Market Wrap-Up for Oct.2 (PVH, MOS, PM, TWC, PNC, BLK, more)

It was another mixed bag for the markets today, as the indices continue to diverge on a daily basis from a “value” focus to a “momentum-based” investing/trading approach.

Apparel maker PVH Corp (PVH) continued to push toward new all-time highs, as the company increased its earnings guidance once again, but late-day profit-taking pushed to stock to little changed. The stock’s dividend is unfortunately miniscule at just 0.16%, so it’s not a name income-focused investors can wrap their arms around. In other news, fertilizer play Mosaic (MOS) finished lower following the company’s earnings release.

Wall Street analyst upgrades helped shares of PNC Financial (PNC) and Family Dollar Stores (FDO) end the day in positive territory. Elsewhere, we were watching other big names move in opposite directions with the likes of Time Warner Cable (TWC) and Phillip Morris International (PM) attracting buyers, while shares of Yum! Brands (YUM) and Blackrock (BLK) saw some investors head for the exits.

“You Won’t Even Feel It”

I clearly remember the fear of going to the doctor’s office as a kid. Knowing I’d be getting some sort of vaccine shot, I’d always ask my mom if the shot would hurt. Without fail, she’d answer “It’s be so fast, you won’t even feel it.” Time and time again I hoped for that claim to prove true, but alas, I felt the sting of every one of those shots.

Fast forward to today, and we hear plenty of similar economic anecdotes from the Federal Reserve. Current policies center around printing massive amounts of dollars to get the U.S. out of its economic funk. “It won’t even hurt,” they say.

We all know that printing money equals inflation, but Washington would have us somehow believe otherwise. If you look only at the suspect inflation metrics that regulators publish, then sure, inflation isn’t happening. The real world tells a much different story, however.

Want proof? How about the data point from AAA reported yesterday, showing the national average price of gasoline reached daily record highs every day for six consecutive weeks. The average price this past Monday of $3.78 a gallon was 16 cents more expensive than the previous record for Oct. 1 in 2008. The effects of continuously rising commodity costs aren’t just detrimental to consumers, either. Manufacturers and transports are also seeing costs rise significantly, and in turn, pass these costs on to the consumer. By Federal Reserve standards, though, we shouldn’t feel it!

At some point I realized asking my mom about pain from the doctor’s needle was pointless. I’m guessing consumers are going to start having the same reaction, if they haven’t already. Whether it’s pulling up to the pump or checking out at the grocery store (food companies keep reducing the size of the packages, but the prices remain the same or even go higher), just getting by is getting harder for everyone. So when it comes to analyzing economic data points these days, I suggest believing your wallet, not the regulators.

Buying Power Erosion

As the Federal Reserve continues to punish savers, investing in income-producing assets is one of the few options investors have to remain ahead of real-life inflation. A report from Allianz Life Insurance Company of North America a while back on “Transition Boomers” (age 55 to 65) found that one-quarter of the group was uninformed about the effects of inflation, while more than 40% lacked a realistic idea of when retirement planning should begin. Now here’s an even bigger shocker from the report: forty-three percent of respondents said they will not focus on retirement income strategies until they are less than five years from the start of retirement, with 16% waiting until six months to one year prior.
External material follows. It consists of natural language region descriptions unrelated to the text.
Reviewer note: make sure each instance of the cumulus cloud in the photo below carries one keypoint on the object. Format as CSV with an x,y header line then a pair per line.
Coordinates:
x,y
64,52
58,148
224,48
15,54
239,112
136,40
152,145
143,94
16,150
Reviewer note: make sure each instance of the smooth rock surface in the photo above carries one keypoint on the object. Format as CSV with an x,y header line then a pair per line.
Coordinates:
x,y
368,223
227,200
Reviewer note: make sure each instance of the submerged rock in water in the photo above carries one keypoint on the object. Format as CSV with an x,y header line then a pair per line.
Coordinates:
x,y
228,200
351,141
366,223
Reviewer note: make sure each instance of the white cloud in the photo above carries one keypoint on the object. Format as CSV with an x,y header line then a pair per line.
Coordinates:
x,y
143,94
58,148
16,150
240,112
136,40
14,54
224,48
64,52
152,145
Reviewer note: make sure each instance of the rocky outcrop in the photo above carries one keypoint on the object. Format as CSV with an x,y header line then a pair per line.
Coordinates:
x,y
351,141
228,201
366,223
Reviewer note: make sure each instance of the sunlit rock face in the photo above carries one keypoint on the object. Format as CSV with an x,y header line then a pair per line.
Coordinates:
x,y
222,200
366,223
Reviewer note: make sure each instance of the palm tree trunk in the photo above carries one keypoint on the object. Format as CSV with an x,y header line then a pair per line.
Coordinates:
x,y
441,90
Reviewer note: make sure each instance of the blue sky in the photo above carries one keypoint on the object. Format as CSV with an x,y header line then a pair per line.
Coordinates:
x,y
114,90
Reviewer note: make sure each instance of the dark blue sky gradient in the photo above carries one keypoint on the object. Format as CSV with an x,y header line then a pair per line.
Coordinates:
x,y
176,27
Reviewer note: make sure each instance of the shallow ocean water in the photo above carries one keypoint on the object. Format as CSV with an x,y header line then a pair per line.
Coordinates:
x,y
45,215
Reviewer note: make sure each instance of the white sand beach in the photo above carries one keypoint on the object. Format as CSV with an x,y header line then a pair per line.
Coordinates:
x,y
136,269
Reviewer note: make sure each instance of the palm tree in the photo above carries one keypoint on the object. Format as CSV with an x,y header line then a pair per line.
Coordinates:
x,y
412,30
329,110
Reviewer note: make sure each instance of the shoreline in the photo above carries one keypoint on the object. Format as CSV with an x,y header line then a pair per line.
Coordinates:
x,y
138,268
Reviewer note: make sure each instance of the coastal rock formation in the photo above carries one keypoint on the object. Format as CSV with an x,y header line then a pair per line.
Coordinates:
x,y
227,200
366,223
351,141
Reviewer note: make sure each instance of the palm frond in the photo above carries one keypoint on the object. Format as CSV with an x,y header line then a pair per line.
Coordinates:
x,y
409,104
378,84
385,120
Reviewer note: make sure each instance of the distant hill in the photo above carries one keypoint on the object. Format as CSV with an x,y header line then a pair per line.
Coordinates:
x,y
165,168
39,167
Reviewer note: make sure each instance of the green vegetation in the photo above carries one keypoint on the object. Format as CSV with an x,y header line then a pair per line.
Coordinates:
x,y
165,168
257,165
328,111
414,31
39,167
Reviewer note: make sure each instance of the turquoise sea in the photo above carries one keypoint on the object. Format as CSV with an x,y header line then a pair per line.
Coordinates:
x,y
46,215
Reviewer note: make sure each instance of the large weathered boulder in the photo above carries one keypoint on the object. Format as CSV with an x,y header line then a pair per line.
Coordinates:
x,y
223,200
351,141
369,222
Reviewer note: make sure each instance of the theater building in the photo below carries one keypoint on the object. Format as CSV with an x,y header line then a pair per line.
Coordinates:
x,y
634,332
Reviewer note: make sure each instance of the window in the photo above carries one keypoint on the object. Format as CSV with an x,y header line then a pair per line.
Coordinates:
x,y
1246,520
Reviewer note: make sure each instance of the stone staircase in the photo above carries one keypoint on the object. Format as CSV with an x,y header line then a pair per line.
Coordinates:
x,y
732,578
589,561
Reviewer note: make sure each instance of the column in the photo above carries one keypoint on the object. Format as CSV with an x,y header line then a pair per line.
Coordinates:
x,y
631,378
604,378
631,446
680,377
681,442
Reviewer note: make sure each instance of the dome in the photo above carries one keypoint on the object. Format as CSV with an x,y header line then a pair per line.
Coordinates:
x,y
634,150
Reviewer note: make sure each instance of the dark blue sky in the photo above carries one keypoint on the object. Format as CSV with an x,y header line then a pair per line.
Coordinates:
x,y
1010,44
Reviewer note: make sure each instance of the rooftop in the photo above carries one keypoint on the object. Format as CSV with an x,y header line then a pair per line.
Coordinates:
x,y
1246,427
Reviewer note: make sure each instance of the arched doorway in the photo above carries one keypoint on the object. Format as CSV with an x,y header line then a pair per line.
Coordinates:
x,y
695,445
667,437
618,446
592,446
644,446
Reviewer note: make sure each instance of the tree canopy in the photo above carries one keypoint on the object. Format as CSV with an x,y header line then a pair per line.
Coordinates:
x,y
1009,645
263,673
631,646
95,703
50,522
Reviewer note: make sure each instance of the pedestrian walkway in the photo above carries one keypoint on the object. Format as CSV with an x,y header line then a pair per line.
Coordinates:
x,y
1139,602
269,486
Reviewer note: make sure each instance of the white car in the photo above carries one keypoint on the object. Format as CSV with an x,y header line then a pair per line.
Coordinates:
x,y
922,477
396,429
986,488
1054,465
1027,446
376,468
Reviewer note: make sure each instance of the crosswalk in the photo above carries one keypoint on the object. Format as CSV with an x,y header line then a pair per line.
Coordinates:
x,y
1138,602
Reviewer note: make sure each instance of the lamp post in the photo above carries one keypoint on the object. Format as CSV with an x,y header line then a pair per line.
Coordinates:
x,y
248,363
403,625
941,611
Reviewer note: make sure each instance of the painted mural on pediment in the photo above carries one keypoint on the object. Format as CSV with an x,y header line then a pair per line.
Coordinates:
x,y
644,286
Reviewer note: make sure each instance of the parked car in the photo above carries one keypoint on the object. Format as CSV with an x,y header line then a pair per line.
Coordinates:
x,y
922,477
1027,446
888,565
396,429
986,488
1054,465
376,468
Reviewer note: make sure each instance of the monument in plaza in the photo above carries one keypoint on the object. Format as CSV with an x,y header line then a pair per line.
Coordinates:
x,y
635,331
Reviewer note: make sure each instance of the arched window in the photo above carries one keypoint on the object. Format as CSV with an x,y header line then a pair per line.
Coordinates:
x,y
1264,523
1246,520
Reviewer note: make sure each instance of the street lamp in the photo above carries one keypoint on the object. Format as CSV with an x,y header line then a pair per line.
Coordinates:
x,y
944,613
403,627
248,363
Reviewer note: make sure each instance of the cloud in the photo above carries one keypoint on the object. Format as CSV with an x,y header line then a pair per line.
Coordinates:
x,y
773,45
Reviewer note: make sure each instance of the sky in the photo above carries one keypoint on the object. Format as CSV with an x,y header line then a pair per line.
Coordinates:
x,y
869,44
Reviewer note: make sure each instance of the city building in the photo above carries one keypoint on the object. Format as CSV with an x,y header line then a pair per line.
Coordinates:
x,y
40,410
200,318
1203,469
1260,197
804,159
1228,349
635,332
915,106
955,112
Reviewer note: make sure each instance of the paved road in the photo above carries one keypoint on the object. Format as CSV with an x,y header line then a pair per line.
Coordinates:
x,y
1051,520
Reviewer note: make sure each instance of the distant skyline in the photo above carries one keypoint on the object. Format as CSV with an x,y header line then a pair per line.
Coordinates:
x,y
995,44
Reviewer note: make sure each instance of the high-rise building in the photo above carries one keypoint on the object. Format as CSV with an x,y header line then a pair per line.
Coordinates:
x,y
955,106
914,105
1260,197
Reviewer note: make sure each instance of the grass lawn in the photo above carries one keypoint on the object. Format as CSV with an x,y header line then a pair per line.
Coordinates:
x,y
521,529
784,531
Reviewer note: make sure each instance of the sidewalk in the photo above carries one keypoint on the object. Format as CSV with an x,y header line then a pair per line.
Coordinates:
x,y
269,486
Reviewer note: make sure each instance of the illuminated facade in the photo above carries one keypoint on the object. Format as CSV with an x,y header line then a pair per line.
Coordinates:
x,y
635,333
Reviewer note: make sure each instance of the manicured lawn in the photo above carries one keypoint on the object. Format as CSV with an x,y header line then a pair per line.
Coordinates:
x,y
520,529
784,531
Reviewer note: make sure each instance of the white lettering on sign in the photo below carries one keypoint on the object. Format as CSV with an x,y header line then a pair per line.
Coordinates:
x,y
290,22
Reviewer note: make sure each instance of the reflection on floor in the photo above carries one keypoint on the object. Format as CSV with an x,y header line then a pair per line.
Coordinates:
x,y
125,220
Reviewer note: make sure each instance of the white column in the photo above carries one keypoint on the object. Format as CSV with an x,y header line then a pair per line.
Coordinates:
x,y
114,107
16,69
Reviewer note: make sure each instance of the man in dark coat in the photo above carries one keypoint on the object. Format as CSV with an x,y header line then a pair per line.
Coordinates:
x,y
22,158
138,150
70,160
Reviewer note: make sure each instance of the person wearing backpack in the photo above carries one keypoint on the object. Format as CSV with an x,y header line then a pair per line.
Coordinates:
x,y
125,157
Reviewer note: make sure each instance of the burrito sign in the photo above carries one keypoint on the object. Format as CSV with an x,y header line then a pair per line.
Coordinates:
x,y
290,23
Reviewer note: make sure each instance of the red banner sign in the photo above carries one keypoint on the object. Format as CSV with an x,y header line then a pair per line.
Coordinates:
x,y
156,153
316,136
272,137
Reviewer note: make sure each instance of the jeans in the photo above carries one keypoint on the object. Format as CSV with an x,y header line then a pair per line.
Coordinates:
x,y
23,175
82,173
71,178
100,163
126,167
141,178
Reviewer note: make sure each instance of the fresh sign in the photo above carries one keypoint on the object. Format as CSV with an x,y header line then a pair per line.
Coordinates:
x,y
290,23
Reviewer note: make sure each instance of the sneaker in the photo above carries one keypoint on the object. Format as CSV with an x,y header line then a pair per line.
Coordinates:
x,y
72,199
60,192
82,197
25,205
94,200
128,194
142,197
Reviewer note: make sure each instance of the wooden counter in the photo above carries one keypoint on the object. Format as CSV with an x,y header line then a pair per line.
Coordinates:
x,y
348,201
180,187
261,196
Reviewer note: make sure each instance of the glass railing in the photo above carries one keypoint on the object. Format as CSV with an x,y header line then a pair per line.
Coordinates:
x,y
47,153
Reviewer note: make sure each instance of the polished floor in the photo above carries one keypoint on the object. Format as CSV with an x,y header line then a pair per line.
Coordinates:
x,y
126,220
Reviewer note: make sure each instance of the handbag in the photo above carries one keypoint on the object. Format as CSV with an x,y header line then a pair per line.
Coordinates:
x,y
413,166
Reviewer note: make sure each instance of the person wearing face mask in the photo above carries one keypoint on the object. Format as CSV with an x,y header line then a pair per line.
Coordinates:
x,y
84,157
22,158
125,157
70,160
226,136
With inflation always pecking away at your buying power, investors need to move beyond the traditional “safety” of near zero-interest banking products (CD’s, savings accounts, money markets, etc). Quality dividend plays are able to continue to grow profits in times of higher inflation, and then pass the proceeds to shareholders in the form of higher dividends, allowing many to outpace inflationary effects. Whether you are of retirement age or not, you must consider this information pertinent to planning your future income options appropriately.